Background: FoxO3a, a member of the FOXO family of transcription factors, is expressed in adult liver and modulates the expression of genes involved in apoptosis. FoxO3a is post-translationally regulated, negatively by PI3K/Akt and MAPK/Erk and positively by oxidative stress/JNK pathways. In previous works, we have demonstrated that interferon-a2b (IFN-a2b) induces apoptosis of hepatic preneoplastic foci through the production of reactive oxygen species (ROS). Aims: To investigate the post-translational signal events triggered by the oxidative stress induced by IFN-a2b and the modulation of FoxO3a transcriptional activity during these events in rat preneoplastic liver. Methods: Adult male Wistar rats were subjected to a two-phase model of hepatocarcinogenesis. A group of animals received IFN-a2b and another group received IFN-a2b and ascorbic acid (ASC), by intraperitoneal injection. Lipid peroxidation, immunohistochemistry, immunoblotting, co-immunoprecipitation and sqRT-PCR assays were performed to explore the role of ROS, JNK, Akt, Erk, FoxO3a, b-catenin and PUMA in the IFNa2b- mediated apoptotic mechanism. Results: In vivo IFN-a2b treatment induced endogenous production of ROS which activated JNK. IFN-a2b blocked the activation of Akt and Erk, avoiding FoxO3a activity repression. Activated JNK was responsible for the nuclear translocation and transcriptional activity of FoxO3a which positively modulated the expression of PUMA, a proapoptotic player.

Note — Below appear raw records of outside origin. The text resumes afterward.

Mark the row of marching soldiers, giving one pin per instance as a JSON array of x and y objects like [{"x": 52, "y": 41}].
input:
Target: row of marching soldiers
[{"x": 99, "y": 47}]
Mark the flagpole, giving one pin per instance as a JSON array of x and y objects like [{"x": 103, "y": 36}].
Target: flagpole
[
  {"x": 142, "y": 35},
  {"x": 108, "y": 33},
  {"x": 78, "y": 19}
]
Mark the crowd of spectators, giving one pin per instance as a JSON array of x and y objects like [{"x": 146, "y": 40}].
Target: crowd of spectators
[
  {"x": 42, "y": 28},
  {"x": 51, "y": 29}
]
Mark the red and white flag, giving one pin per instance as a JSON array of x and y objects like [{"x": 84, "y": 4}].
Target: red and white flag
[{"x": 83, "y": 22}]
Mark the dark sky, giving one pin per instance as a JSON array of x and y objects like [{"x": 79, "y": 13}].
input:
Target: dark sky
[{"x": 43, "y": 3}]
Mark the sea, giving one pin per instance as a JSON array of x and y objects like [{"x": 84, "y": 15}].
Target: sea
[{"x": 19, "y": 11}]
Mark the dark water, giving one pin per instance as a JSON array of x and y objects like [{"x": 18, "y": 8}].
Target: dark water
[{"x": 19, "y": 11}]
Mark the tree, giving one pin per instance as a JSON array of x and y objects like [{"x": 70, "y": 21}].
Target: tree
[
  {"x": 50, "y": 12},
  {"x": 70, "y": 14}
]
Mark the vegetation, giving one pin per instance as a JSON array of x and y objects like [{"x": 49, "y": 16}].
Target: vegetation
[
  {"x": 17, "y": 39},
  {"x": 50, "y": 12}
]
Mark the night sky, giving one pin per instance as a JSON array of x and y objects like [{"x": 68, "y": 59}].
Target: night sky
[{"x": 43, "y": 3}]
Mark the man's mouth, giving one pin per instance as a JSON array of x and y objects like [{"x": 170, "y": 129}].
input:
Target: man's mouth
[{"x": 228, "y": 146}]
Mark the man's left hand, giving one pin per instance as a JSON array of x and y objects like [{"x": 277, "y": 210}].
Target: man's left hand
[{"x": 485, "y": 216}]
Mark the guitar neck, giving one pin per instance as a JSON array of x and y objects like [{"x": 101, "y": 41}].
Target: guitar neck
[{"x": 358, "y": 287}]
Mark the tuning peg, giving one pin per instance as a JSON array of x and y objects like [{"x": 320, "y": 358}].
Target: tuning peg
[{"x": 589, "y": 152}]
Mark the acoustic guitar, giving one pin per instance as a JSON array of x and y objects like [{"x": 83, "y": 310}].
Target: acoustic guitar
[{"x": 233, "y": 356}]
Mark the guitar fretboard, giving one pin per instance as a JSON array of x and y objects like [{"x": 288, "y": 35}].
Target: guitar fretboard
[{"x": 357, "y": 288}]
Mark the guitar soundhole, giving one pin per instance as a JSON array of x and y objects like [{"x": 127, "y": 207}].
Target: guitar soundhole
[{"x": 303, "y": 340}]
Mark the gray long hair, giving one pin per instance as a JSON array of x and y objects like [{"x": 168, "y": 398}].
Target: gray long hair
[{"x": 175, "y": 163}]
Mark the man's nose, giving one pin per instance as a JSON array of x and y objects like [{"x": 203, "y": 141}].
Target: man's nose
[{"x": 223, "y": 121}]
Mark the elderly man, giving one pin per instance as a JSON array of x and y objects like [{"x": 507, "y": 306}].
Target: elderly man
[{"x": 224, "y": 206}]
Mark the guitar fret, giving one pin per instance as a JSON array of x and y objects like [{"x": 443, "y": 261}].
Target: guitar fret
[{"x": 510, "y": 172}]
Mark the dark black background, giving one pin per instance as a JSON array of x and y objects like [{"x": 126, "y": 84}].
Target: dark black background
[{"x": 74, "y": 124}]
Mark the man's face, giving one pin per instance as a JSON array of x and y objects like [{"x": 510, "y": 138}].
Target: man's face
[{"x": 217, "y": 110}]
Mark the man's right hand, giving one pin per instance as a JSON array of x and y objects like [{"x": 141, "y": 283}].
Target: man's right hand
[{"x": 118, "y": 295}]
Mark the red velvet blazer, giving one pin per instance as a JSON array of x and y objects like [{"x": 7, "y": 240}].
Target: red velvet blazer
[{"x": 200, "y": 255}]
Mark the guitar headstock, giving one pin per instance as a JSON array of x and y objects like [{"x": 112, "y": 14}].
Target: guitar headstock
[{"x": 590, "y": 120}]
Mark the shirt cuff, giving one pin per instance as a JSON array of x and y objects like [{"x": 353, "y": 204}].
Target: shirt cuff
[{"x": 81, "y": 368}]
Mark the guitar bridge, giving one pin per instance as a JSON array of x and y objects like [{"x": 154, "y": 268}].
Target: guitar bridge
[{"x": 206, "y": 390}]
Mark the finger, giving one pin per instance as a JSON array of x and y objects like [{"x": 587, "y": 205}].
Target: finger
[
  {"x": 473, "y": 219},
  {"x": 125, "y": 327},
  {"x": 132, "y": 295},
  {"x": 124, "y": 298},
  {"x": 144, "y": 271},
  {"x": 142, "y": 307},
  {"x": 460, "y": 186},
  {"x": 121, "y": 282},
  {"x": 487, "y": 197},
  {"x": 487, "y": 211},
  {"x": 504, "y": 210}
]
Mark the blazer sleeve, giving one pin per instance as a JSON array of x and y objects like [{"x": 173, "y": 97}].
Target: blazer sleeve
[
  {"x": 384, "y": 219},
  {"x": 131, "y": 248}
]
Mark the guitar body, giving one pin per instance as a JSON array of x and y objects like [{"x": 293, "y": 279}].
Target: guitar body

In addition, nuclear FoxO3a competed for the nuclear b-catenin associated to TCF, inhibiting the canonical Wnt signalling pathway. Conclusions: The data presented here propose a model in which in vivo IFN-a2b treatment induces nuclear translocation and transcriptional activity of FoxO3a, triggering the mitochondrial apoptotic pathway in hepatic preneoplastic foci.